Quell'estate felice
Una genesi di diversi anni, per "Quell’estate felice". Nel ’93 doveva essere un prodotto televisivo RAI, ma di fronte alle resitenze di Beppe Cino - che scrive e dirige - sulla sceneggiatura il progetto saltò. Questa versione, per il grande schermo, è pronta dal 2007 e ha girato diversi festival con il titolo di "Maria Venera" ottenendo riconoscimenti per la regìa e l’interpretazione di Olivia Magnani.

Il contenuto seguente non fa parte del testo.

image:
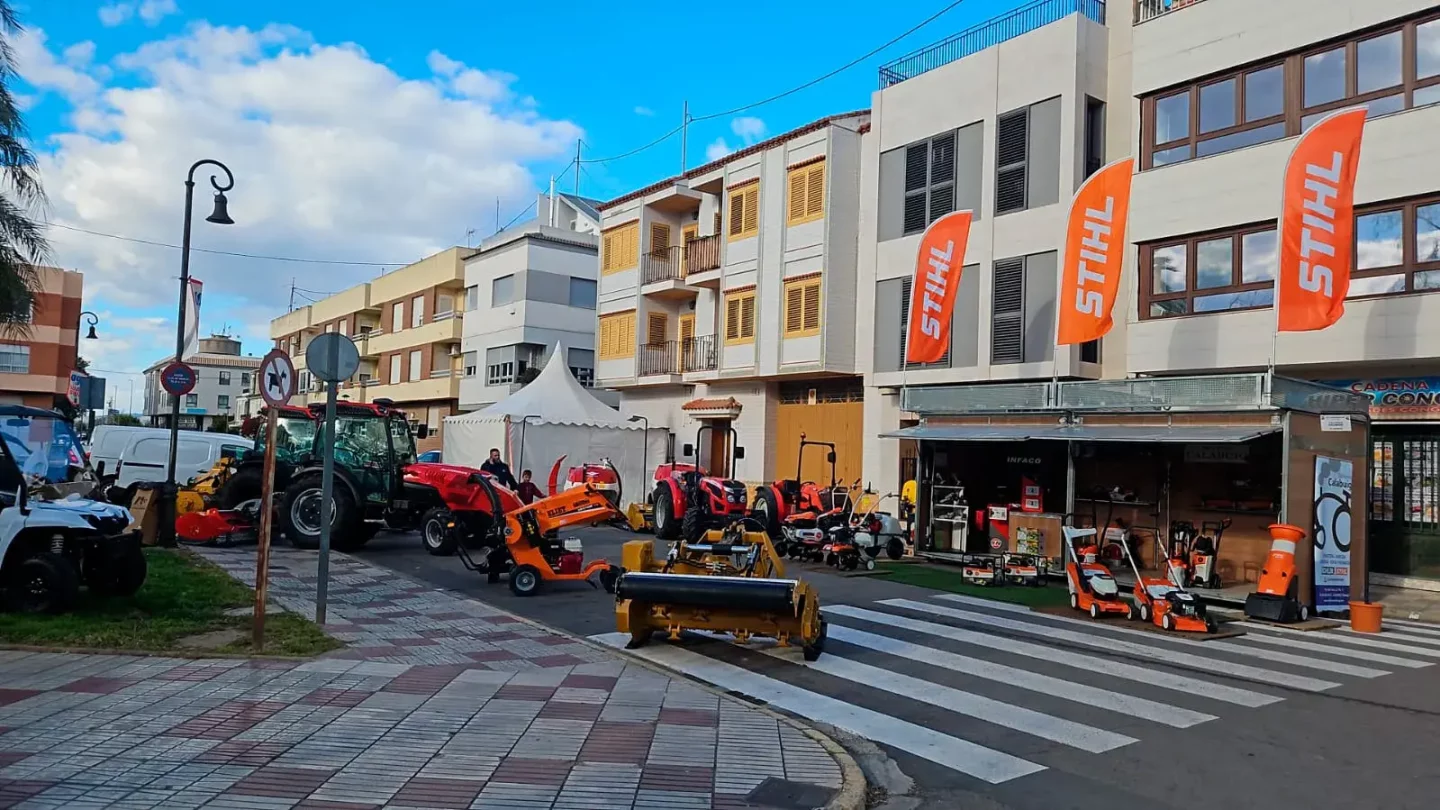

Liberamente tratta dal romanzo "Argo il cieco" di Gesualdo Bufalino (del quale Cino aveva già tradotto "Diceria dell’untore" nell’omonimo film), la pellicola apporta notevoli modifiche al testo, quali un maggiore spessore dei personaggi e soprattutto della protagonista. La quale diventa una giovane donna autodeterminata di un piccola cittadina della Sicilia anni ’50 fatta - in campo d’amore - di bordelli, relazioni segrete, infatuazioni ignorate o non corrisposte, lettere anonime, domestiche compiacenti, fughe riparatrici, onore maschile di capofamiglia da difendere, matrimoni d’interesse. Proprio nella rappresentazione della venticinquenne Maria Venera sta il pregio principale dell’opera: nonostante esca di casa sempre "scortata", vive la passione per un poco di buono con debiti di gioco, tanto da rimanerne ferita. Ma siccome vorrebbe accanto "l’uomo padrone o servitore" (in ciò ancora vincolata a cultura dominante e inesperienza personale), impara presto a servirsi degli spasimanti per liberare la propria condizione, abortisce, fa una scenata pubblica contro il cugino-amante che sta per sposarsi con un’altra, in ultimo se ne va all’estero. Ed è l’addio che l’autore rivolge ad un periodo storico da lui considerato "l'ultimo bastione del nostro passato" pervaso anche da classismo, con il signorotto come punto di riferimento centrale della comunità o il maestrino che scrive discorsi elettorali per il candidato politico. Però la resa è da fiction TV, e gli attori (numerosi provenienti dal Teatro Stabile di Catania) sono un po’ costretti nelle maschere tipiche.
La frase: "Le lettere anonime fioriscono nella terra dei ciechi".